A Path to Increasing Glutathione Levels in Mitochondria
Glutathione is an interesting cellular antioxidant, as increased levels can improve health in humans and slow aging in animal models. You might recall recent small human trials of high dose supplementation of glutathione precursors in order to achieve upregulation of glutathione, and corresponding studies in mice. It is thought that glutathione upregulation may largely improve health via mitochondrial function, as mitochondria are a prominent source of oxidative stress in aging cells. Here, researchers find a mechanism that regulates the amount of glutathione that enters the mitochondria, and thus a possible target to increase this level without the need for global upregulation. Whether not it is capable of producing greater benefits remains to be seen.
Glutathione is an antioxidant produced throughout the body that plays many important roles, including neutralizing unstable oxygen molecules called free radicals, which cause damage to DNA and cells if left unchecked. It also helps repair cellular damage and regulates cell proliferation, and its loss is associated with aging, neurodegeneration, and cancer. As a result, glutathione supplements have become increasingly popular as an over-the-counter approach to wellness. The antioxidant is especially abundant in mitochondria, which cannot function without it. As the respiratory organelle, mitochondria produces energy, but mitochondria can also the source of a lot of oxidative stress, implicated in cancer, diabetes, metabolic disorders, and heart and lung diseases, among others. If glutathione levels aren't precisely maintained in mitochondria, all systems fail. None of us can survive without it.
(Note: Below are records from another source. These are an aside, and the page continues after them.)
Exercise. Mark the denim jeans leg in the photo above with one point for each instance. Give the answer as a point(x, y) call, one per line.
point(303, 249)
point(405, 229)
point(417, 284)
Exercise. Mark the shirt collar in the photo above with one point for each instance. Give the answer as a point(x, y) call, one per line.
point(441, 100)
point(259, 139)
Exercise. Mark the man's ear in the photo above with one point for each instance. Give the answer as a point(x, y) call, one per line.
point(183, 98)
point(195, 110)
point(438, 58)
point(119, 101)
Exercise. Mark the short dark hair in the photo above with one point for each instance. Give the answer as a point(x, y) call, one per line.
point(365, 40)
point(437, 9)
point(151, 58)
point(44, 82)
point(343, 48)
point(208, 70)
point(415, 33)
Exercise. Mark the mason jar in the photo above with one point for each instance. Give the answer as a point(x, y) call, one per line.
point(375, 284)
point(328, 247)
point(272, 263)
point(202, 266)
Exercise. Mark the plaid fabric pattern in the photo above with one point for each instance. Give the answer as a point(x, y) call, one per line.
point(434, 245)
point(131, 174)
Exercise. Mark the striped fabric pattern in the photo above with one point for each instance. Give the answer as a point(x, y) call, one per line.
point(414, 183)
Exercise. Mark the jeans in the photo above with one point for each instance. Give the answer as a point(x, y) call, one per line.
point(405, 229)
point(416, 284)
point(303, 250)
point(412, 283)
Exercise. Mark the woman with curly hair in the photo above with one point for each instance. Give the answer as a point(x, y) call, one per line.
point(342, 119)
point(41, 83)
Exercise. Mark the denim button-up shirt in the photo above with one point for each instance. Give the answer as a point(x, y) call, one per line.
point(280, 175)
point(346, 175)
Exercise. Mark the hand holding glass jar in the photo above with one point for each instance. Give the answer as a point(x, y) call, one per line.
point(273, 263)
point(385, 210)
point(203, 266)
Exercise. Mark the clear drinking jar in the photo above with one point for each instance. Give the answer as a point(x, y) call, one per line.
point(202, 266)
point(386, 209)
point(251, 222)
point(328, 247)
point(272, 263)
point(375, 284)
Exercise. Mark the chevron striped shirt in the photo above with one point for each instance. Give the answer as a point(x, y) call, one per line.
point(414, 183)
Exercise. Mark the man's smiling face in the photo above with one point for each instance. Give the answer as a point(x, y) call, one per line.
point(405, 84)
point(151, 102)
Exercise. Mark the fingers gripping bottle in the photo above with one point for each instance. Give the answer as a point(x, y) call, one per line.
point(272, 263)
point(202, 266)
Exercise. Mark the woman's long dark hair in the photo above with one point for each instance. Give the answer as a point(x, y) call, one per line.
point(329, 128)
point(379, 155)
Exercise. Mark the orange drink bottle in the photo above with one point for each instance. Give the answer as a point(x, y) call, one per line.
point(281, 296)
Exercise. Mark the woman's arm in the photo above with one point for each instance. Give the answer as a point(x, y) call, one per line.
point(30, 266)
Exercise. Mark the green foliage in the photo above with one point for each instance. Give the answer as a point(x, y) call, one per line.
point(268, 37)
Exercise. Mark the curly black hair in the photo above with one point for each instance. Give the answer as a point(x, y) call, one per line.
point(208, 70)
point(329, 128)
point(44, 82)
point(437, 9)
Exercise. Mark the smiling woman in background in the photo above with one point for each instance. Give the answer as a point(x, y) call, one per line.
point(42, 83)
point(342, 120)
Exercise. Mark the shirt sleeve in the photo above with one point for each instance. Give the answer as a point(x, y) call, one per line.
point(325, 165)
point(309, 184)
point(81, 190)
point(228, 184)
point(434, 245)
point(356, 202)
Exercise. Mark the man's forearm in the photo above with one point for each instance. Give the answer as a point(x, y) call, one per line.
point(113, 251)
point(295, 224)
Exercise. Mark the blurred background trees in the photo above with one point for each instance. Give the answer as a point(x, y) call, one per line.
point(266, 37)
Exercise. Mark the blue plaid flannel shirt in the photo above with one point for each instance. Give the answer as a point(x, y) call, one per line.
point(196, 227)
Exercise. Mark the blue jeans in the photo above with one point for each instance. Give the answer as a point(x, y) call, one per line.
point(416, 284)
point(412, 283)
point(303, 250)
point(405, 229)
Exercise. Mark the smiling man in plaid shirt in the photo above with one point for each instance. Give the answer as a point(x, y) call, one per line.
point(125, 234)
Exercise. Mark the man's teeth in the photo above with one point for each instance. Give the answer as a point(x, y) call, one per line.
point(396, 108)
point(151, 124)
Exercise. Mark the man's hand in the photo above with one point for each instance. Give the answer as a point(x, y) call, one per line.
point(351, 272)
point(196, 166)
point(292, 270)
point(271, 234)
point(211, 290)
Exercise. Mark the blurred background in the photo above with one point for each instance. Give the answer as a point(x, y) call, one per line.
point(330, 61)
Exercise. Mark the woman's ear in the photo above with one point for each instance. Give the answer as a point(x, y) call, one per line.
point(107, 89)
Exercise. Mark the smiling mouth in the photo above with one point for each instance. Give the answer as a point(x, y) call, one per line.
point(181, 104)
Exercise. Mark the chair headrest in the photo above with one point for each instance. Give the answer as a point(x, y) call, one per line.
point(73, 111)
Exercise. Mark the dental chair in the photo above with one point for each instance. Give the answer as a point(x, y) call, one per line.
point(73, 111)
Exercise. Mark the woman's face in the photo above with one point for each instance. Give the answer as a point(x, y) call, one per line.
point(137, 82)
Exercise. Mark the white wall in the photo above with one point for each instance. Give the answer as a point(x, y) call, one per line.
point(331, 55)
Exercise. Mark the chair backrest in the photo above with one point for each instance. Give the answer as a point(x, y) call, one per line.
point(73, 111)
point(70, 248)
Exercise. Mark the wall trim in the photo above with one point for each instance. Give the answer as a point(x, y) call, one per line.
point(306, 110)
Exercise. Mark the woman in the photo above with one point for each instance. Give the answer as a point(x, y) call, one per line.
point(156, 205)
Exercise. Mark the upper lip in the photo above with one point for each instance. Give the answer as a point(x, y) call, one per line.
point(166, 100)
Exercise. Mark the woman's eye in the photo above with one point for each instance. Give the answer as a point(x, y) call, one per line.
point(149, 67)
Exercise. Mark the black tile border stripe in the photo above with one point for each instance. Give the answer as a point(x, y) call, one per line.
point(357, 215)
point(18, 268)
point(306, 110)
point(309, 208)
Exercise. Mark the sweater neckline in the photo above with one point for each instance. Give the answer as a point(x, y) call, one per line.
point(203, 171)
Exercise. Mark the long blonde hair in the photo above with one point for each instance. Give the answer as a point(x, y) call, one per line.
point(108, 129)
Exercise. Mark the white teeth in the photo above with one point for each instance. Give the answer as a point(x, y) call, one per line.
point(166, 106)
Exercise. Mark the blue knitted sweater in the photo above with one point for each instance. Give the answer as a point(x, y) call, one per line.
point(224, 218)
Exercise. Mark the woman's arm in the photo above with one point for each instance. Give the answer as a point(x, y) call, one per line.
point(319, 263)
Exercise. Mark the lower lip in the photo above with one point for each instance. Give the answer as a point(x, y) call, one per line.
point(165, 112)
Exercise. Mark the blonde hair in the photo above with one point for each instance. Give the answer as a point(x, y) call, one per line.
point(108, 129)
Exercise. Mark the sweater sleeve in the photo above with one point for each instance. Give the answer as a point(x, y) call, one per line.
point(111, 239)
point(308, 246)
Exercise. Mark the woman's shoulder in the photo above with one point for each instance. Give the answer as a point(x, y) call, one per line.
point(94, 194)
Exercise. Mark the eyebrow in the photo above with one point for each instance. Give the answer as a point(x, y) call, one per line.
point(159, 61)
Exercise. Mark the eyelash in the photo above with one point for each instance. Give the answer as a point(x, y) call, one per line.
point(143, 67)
How glutathione actually enters mitochondria was unknown until 2021, when researchers discovered that a transporter protein called SLC25A39 delivers the package. It also appeared to regulate the amount of glutathione. "When the antioxidants are low, the level of SLC25A39 increases, and when the antioxidant levels are high, the transport level goes down. Somehow a mitochondrion figures out how much antioxidant it has, and depending on that amount, it regulates the amount of antioxidant it lets inside."
To ferret out how mitochondria do it, researchers used a combination of biochemical studies, computational methods, and genetic screens to discover that SLC25A39 is both a sensor and a transporter at the same time. It has two completely independent domains. One domain senses the glutathione, and the other transports it. Now that the researchers know how SLC25A39's package delivery system operates, they can experiment with manipulating it. "This particular transporter protein is upregulated in a group of cancers. People have tried to change overall glutathione levels, but now we have a way to change it in mitochondria without impacting other parts of the cell. This kind of targeted therapy could potentially lower the number of side effects that can come with altering glutathione levels across the whole body."
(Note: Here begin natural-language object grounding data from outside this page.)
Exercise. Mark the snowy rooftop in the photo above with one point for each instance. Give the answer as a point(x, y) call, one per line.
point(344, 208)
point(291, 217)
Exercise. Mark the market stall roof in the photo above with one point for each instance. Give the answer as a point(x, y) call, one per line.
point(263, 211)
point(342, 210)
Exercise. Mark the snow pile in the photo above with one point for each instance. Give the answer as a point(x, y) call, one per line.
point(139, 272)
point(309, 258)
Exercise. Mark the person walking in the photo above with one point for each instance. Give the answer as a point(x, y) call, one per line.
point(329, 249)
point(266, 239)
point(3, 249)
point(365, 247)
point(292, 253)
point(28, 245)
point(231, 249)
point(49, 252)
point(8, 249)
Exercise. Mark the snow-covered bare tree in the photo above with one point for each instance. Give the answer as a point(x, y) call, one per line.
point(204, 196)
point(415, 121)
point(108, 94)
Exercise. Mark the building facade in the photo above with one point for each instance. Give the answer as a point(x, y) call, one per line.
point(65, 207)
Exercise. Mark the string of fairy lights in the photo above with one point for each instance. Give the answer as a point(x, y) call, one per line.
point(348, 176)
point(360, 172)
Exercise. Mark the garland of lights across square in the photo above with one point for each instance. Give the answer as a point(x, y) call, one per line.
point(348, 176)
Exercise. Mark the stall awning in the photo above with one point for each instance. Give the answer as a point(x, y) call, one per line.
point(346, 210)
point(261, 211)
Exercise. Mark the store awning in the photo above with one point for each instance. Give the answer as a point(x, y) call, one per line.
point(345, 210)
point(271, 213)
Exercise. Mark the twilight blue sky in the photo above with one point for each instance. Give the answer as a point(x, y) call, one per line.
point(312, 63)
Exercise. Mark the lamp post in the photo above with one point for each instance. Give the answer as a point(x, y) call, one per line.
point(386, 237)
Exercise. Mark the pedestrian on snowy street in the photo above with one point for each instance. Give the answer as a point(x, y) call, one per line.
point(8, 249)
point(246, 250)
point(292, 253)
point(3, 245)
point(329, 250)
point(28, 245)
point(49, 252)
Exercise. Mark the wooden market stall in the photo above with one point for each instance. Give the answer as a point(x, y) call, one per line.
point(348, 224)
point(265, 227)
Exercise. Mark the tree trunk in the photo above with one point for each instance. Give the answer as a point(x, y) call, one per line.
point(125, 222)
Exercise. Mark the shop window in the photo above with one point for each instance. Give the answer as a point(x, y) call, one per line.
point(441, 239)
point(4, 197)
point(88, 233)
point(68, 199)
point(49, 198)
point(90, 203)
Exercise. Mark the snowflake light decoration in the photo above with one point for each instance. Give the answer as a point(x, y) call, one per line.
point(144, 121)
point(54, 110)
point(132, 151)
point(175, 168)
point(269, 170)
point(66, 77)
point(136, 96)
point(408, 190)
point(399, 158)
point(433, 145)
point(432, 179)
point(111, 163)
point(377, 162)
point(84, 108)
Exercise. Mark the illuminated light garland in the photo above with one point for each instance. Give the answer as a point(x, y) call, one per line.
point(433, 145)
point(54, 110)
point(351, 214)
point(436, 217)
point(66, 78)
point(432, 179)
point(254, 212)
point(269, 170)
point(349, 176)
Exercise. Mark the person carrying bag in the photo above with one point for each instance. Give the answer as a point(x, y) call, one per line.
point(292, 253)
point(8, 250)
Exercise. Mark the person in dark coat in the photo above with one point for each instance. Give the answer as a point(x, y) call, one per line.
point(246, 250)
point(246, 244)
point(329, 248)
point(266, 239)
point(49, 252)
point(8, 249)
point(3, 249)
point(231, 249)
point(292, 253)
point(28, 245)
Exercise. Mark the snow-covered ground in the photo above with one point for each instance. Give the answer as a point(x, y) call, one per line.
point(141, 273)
Link: https://www.rockefeller.edu/news/34956-how-the-antioxidant-glutathione-keeps-mitochondria-healthy/
Bad side effects from systemic glutathione? Most of us either take it, inject it, spray it on, or pop precursors. How do we know how much is too much?
Quote from the study covered here:
"We believe maintaining the glutathione-to-iron ratio is very important, because if you have too little glutathione, then iron becomes very reactive, and if you have too much glutathione, the iron will not be usable."
https://pubmed.ncbi.nlm.nih.gov/10448900/
Glutathione homeostasis in response to exercise training and nutritional supplements
Abstract
Glutathione plays a central role in the maintenance of tissue antioxidant defenses and in the regulation of redox sensitive signal transduction. In muscle cells, the level and redox status of GSH regulates activity of the redox sensitive transcription factor NF-kappaB. Physical exercise may cause oxidation of GSH in tissues such as the blood, skeletal muscle and liver. Endurance training strengthened GSH dependent tissue antioxidant defenses in most studies. Although studies investigating the effect of sprint training are few, current results show that sprint training may also have a beneficial effect on tissue GSH homeostasis. Skeletal muscle GSH level appears to be tightly regulated by the state of physical activity. Regular exercise enhances and chronic inactivity decreases the level of GSH in this tissue.
N-acetyl-L-cysteine (NAC) and alpha-lipoic acid (LA) are two antioxidant dietary supplements that are able to enhance cellular GSH levels.
Because LA can be recycled to its potent dithiol form, dihydrolipoate, by enzymes present in the human cell it has a clear advantage over NAC. Recently an improved form of LA, a positively charged analogue (LA-Plus), has been discovered. LA-Plus has more potent immuno-modulatory activity compared to LA. Both LA and NAC have been shown to have beneficial effects in protecting tissue GSH homeostasis against exercise induced oxidative stress.
So in this trial LA came out better than NAC at increasing Glutathione, why use NAC?